Deep Learning is a sub-field of Machine learning which replicates the human brain’s learning capability, which is learning by example. The method used by deep learning networks is using hierarchical representation to learn abstract representation of any problem.
For example in case of images, the model learns edges in the beginning, after that corners, colour differences, then objects. Deep learning has gained a lot of attention lately as it achieves tremendous results in the different fields it is applied in. Moreover, the first paper describing a Neural Network was published in 1943 where the Warren McCulloch and Walter Pitts defined a model using electrical circuits of how the brain’s neurons work.

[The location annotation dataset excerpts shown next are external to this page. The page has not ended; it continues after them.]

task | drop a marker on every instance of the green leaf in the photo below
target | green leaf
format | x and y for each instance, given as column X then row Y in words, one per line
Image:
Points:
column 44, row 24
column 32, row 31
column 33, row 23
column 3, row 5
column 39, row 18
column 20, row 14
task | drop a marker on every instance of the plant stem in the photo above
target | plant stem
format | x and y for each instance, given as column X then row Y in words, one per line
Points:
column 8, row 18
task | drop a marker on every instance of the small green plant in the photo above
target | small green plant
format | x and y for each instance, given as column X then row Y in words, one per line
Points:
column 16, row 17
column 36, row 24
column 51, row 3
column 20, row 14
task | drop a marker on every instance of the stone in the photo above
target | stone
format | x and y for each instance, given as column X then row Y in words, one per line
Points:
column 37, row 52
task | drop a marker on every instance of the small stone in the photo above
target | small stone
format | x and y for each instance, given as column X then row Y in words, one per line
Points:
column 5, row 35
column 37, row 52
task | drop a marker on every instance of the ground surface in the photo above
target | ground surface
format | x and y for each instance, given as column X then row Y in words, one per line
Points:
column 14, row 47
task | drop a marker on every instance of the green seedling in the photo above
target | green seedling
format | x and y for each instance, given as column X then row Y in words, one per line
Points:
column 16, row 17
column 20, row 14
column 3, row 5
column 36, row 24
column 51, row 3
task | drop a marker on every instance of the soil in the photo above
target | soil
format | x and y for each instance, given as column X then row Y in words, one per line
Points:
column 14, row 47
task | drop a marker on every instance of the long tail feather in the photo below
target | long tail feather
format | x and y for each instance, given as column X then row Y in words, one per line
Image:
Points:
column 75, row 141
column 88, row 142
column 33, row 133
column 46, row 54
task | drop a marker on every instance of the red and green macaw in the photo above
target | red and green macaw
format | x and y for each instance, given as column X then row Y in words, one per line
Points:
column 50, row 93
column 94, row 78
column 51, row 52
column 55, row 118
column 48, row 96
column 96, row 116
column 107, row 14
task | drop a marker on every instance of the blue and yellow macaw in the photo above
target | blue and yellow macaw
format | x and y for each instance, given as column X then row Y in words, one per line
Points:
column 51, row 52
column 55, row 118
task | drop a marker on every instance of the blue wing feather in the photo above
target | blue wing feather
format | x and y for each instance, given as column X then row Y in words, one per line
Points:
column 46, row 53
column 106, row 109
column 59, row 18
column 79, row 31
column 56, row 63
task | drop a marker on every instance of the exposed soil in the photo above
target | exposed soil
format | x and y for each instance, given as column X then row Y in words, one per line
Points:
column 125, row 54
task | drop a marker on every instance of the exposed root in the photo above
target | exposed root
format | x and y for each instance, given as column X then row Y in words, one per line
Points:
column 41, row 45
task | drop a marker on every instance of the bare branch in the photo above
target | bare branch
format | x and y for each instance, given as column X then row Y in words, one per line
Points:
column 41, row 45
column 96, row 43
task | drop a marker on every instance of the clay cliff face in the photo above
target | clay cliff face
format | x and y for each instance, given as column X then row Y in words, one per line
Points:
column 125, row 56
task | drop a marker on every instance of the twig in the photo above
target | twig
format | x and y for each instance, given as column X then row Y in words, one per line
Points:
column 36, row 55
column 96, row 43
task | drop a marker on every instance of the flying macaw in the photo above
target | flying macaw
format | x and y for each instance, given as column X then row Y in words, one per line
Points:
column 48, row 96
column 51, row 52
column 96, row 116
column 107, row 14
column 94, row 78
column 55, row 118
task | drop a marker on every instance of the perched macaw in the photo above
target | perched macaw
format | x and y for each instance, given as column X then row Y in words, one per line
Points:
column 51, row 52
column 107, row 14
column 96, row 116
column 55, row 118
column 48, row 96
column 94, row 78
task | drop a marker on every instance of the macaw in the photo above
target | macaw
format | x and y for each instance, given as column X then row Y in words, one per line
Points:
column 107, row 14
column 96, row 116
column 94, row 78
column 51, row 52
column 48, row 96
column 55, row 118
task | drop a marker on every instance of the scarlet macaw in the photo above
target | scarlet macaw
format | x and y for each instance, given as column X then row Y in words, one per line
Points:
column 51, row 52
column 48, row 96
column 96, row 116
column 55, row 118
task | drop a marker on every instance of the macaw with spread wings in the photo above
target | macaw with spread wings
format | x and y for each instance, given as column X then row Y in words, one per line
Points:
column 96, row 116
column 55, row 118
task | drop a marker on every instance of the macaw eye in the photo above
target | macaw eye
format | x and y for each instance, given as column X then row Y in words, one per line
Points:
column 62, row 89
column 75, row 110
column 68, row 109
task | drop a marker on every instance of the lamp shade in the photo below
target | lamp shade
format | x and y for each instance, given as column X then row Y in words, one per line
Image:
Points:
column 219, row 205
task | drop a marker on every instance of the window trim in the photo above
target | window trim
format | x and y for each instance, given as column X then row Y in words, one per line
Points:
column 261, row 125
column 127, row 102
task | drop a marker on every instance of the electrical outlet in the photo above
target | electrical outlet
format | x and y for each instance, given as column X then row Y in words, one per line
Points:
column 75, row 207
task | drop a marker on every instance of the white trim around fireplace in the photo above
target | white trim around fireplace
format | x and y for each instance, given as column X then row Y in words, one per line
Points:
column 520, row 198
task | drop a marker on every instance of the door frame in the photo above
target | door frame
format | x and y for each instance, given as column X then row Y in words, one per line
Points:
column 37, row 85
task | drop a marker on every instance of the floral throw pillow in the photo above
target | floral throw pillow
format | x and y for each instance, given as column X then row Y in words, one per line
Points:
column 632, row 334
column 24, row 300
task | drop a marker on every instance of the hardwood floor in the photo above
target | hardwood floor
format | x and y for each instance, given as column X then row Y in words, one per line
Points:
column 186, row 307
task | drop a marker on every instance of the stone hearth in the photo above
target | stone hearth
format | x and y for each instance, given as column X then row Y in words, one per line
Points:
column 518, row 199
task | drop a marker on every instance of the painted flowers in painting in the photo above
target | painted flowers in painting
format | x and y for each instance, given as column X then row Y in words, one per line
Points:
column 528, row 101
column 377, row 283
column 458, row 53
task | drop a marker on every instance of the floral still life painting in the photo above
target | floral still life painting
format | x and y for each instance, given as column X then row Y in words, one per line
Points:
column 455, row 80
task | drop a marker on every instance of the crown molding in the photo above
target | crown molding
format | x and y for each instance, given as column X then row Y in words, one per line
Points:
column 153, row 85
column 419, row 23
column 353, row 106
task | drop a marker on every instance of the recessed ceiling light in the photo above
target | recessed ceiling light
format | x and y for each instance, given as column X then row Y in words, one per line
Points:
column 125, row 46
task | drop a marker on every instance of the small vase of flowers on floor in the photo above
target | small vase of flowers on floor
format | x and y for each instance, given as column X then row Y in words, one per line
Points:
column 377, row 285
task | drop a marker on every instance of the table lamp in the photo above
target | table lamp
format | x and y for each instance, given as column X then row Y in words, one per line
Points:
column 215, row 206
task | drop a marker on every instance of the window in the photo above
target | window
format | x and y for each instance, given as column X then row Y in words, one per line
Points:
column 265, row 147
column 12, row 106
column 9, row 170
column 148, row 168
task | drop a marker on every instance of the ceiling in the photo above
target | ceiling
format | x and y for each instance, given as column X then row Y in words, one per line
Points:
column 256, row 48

Which means that Deep Learning is not a new topic, however, the main reason behind its popularity lately is the increase in processing speed and memory capacity which were one of the main reasons halting Deep Networks from achieving the reputation it has right now. Broken down, Deep Networks are being trained by feeding lots of data to them, and then later on the Network is able to make decisions based on the data it has learned before. This simple idea has lead to a break through in many fields of Image Classification, followed by Text Classification. In Image Classification, Convolutional Neural Networks (CNN) are more used as it makes more sense to use them and they already achieve great results. As for Natural Language Processing (NLP) tasks, the state-of-the-art always differs due to the continuous battle between CNNs and RNNs.
Convolutional neural networks (CNNs) of Deep Learning
One of the main and widely used type of Deep Neural Networks (DNN) is the CNN variation. The CNN was originally created for computer vision, however, due to its hierarchical representation is has shown to be really effective in NLP. Simply a basic CNN takes an input of a fixed size, an image in the case of computer vision and a fixed length number of words in the case of NLP, and performs multiple operations on it in the shape of convolutions and maxpooling to produce the feature space, which is later on fed to a fully connected layer which acts as a classifier for the network.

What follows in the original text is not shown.